"Sinners" bis "Frankenstein": Hier gibt es die Oscar-Abräumer zu sehen
Den ganz großen Rekord-Abräumer bei den diesjährigen Oscars gab es zwar nicht. Dafür wurde eine ganze Reihe an interessanten Werken mit Academy Awards ausgezeichnet. Die meisten davon gibt es bereits auf den einschlägigen Streamingdiensten im Abo oder als On-Demand-Angebot zum Leihen und als Kauf.
"One Battle After Another"
Mit "One Battle After Another" haben Regisseur Paul Thomas Anderson und Hauptdarsteller Leonardo DiCaprio eine bissige wie unterhaltsame Gesellschaftssatire abgeliefert, die recht deutlich das politische Klima in den USA unter Donald Trump kritisiert. Mit sechs gewonnenen Oscars, darunter in den drei Hauptkategorien "Bester Film", "Beste Regie" sowie "Bestes adaptiertes Drehbuch", ging der Streifen als großer Gewinner der Academy Awards 2026 hervor.
Zu sehen gibt es "One Battle After Another" seit einiger Zeit beim neu in Deutschland verfügbaren Streamingdienst HBO Max.
"Blood & Sinners"
Noch nie hat ein Film so viele Nominierungen wie "Blood & Sinners", Ryan Cooglers Mix aus Horrorstreifen und Historienstück, eingeheimst. Von diesen konnte das Werk zwar "nur" vier gewinnen, darunter aber immerhin in der Kategorie "Bester Hauptdarsteller" (Michael B. Jordan) und für das "Beste Originaldrehbuch" (Coogler).
Wer ein Sky- beziehungsweise Wow-Abo sein Eigen nennt, kann Jordan in seiner Oscar-prämierten Doppelrolle und im Clinch mit fiesen Blutsaugern per Flatrate streamen. Auf allen anderen gängigen Services ist die Oscar-Sensation per Leihe oder Kauf verfügbar.
"Frankenstein"
Schon drei Oscars reichten in diesem Jahr für den Sprung aufs Siegertreppchen. Guillermo del Toros Interpretation von Mary Shelleys "Frankenstein" überzeugte die Academy vor allem mit ihrem Look - die Preise fürs Szenenbild, dem Kostümdesign und dem Make-up waren der Lohn.
Exklusiv bei Netflix findet sich die tragische Geschichte über den titelgebenden Wissenschaftler mit Gottkomplex, dargestellt von Oscar Isaac, sowie dessen Schöpfung (Jacob Elordi).
"Hamnet"
Für ihre Darbietung als trauernde Mutter im Shakespeare-Drama "Hamnet" erhielt Jessie Buckley den Oscar in der Kategorie "Beste Hauptdarstellerin". Überraschend kam das nicht, von allen nominierten Schauspielerinnen und Schauspielern galt Buckley im Vorfeld als die größte Favoritin.
In einer Flatrate bei den diversen Streaminganbietern ist "Hamnet" noch nicht zu finden, dafür aber als On-Demand-Film als Leihe oder als Kauf.
"Sentimental Value"
Im Fall des vom ZDF und Arte koproduzierten Familiendramas "Sentimental Value", das als bester fremdsprachiger Film ausgezeichnet wurde, ist noch etwas Geduld gefragt.

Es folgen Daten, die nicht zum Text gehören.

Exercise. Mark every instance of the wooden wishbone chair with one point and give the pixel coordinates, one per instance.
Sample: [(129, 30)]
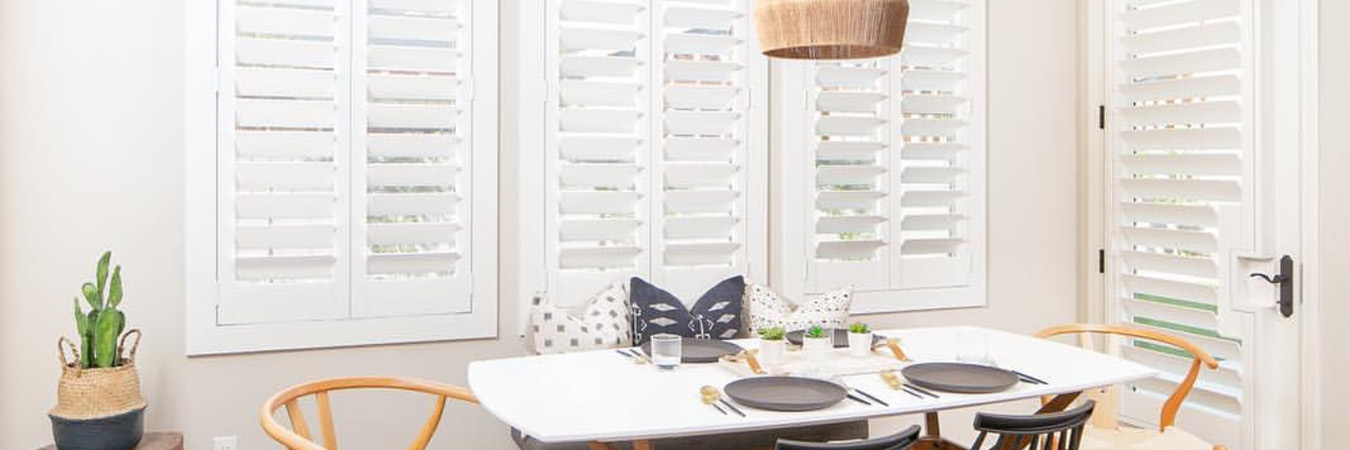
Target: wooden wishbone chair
[(1106, 431), (299, 437)]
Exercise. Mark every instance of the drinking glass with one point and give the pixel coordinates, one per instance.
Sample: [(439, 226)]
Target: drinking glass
[(667, 350)]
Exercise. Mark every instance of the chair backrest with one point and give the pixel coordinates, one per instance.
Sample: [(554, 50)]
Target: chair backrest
[(1199, 357), (299, 437), (899, 441), (1046, 431)]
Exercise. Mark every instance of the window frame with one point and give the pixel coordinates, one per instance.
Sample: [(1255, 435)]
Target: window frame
[(205, 335)]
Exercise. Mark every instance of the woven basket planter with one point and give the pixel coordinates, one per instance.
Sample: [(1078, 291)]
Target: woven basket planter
[(830, 29), (99, 408)]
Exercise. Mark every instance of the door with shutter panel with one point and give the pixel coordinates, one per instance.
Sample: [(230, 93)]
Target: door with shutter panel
[(413, 115), (650, 141), (282, 187), (1187, 200), (894, 168)]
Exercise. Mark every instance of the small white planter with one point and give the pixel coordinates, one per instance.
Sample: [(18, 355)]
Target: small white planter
[(771, 352), (817, 347), (859, 343)]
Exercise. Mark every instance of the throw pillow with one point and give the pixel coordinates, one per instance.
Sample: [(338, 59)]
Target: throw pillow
[(602, 326), (716, 315), (767, 310)]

Der On-Demand-Release ist erst für den 5. April und damit mehrere Wochen nach der Oscarvergabe geplant. Einige bundesweite Kinos haben den Streifen derzeit aber noch beziehungsweise wieder im Programm.
"Ein Nobody gegen Putin"
Eine weitere Zusammenarbeit des ZDF und Arte ist die prämierte Dokumentationen "Ein Nobody gegen Putin", die sich überraschend gegen die favorisierte Netflix-Doku "The Perfect Neighbor" durchsetzte. In dem Film geht es um den russischen Lehrer Pawel Talankin, der nach dem Beginn des russischen Angriffskriegs gegen die Ukraine an seiner Schule patriotische Veranstaltungen organisieren muss. Doch ihm kommen immer mehr Zweifel.

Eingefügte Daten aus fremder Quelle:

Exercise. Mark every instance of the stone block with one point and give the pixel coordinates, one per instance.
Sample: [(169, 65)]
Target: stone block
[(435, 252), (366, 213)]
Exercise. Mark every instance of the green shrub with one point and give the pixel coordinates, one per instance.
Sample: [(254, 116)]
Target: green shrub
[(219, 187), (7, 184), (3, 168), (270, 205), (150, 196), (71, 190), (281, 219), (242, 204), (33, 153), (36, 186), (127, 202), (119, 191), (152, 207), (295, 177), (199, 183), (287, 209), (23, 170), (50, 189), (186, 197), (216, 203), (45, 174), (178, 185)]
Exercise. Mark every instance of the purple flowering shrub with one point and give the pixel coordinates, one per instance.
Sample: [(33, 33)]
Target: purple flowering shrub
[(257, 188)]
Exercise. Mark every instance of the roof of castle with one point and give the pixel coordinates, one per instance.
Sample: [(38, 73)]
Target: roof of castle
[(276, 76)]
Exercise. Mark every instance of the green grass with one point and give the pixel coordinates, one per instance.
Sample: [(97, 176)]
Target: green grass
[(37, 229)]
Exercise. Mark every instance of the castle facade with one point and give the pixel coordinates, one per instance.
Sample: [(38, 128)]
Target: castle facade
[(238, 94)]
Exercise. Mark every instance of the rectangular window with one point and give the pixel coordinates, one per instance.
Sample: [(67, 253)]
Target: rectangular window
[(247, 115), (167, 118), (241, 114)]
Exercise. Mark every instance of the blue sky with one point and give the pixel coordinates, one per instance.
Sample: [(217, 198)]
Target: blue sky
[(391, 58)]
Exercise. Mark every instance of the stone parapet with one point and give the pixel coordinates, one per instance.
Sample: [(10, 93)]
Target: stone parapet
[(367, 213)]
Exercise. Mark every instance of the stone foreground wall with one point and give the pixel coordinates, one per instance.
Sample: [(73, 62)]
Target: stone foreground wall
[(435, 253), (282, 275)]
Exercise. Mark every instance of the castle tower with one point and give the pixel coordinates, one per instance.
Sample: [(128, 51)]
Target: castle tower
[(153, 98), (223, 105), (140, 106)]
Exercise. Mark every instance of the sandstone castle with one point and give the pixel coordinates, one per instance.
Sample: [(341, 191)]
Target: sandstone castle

Der Film ist in der Mediathek des ZDF zu sehen.
"KPop Demon Hunters"
Der innovative Animationsstreifen "KPop Demon Hunters" ging in beiden Kategorien, in denen er bei den Oscars nominiert war, siegreich hervor.
Wer den "Besten Animationsfilm" mit dem "Besten Originalsong" namens "Golden" sehen und hören will, braucht dafür nur ein aktives Netflix-Abo.
"F1"
Wer Joseph Kosinskis zweieinhalb Stunden langen Adrenalinschub mit Brad Pitt als Rennfahrer im Heimkino erleben will, findet "F1" im Sortiment von Apple TV oder zum Kauf erhältlich bei den meisten anderen Anbietern.